The two sides remain far apart on the exit bill that the EU says Britain must pay and on whether or not the bloc’s top court will keep jurisdiction over European citizens living in Britain, sources close to the talks said.
To discuss progress, Brexit minister David Davis will host his European Union counterpart Michel Barnier at the British ambassador’s residence for a meal of Scottish scallops followed by lamb, a British official said.
The lunch will be the two negotiators’ first discussion on what is officially British soil after all their previous talks took place at the headquarters of the European Commission, the EU’s executive arm.
They will also hold a joint press conference, while the two sides may also issue a statement together on the progress so far.

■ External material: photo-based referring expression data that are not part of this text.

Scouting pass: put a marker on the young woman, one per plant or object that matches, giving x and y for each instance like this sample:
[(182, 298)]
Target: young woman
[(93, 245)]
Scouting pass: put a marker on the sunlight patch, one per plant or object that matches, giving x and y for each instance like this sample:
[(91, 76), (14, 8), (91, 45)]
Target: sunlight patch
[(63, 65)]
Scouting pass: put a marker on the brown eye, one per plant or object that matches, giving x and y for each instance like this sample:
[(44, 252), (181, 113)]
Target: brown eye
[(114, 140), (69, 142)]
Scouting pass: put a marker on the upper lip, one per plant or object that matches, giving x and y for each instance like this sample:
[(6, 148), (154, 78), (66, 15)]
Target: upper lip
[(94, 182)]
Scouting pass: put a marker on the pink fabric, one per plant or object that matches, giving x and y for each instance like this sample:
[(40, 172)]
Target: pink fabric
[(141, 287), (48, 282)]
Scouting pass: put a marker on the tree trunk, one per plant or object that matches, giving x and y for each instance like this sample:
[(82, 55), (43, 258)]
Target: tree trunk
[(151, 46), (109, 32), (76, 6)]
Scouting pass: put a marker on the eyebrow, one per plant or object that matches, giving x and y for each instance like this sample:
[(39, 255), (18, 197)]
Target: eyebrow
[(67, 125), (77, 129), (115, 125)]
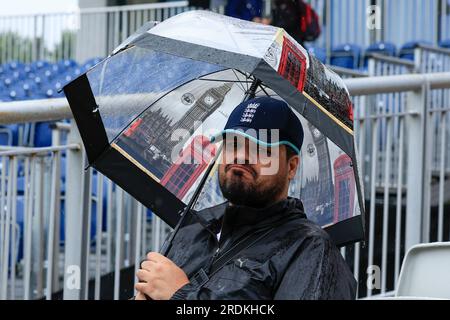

Davis himself has only been in Brussels on Monday and Thursday, with a team of 98 British negotiators looking after most of the talks in the interim on his behalf.
The talks are dealing with issues around Britain’s divorce — Britain’s exit bill, the rights of EU citizens living in Britain, and the Northern Ireland border — with talks on a future trade deal only set to start if leaders decide in October there has been “sufficient progress”.
This week’s negotiations have been “positive, robust and respectful” with some common ground but some major differences, the sources close to the negotiations said.
– Sticking points –
For example, Britain will not agree on any figure for the bill the EU says it must pay to leave until right at the end of the talks, due in late 2018, they said.
The EU says Britain owes a net amount of around 100 billion euros in commitments it made as a member state under the bloc’s multi-year budget.
On the rights of the three million Europeans living in Britain and one million Britons in the EU, the issue of whether the European Court of Justice will keep jurisdiction over them remains a key sticking point.
On the border between Ireland and the British province of Northern Ireland, there has been “goodwill” over maintaining the Good Friday peace agreement and on keeping the common travel area on the island, sources said.
Barnier has said he wants an outline deal by October 2018 so it can be passed by the European and British parliaments in time for Brexit day, which is expected at the end of March 2019.
British officials meanwhile rejected “ludicrous” reports that it had come into the talks underprepared, following a photograph of an empty-handed Davis on Monday across the table from Barnier, who had a stack of papers.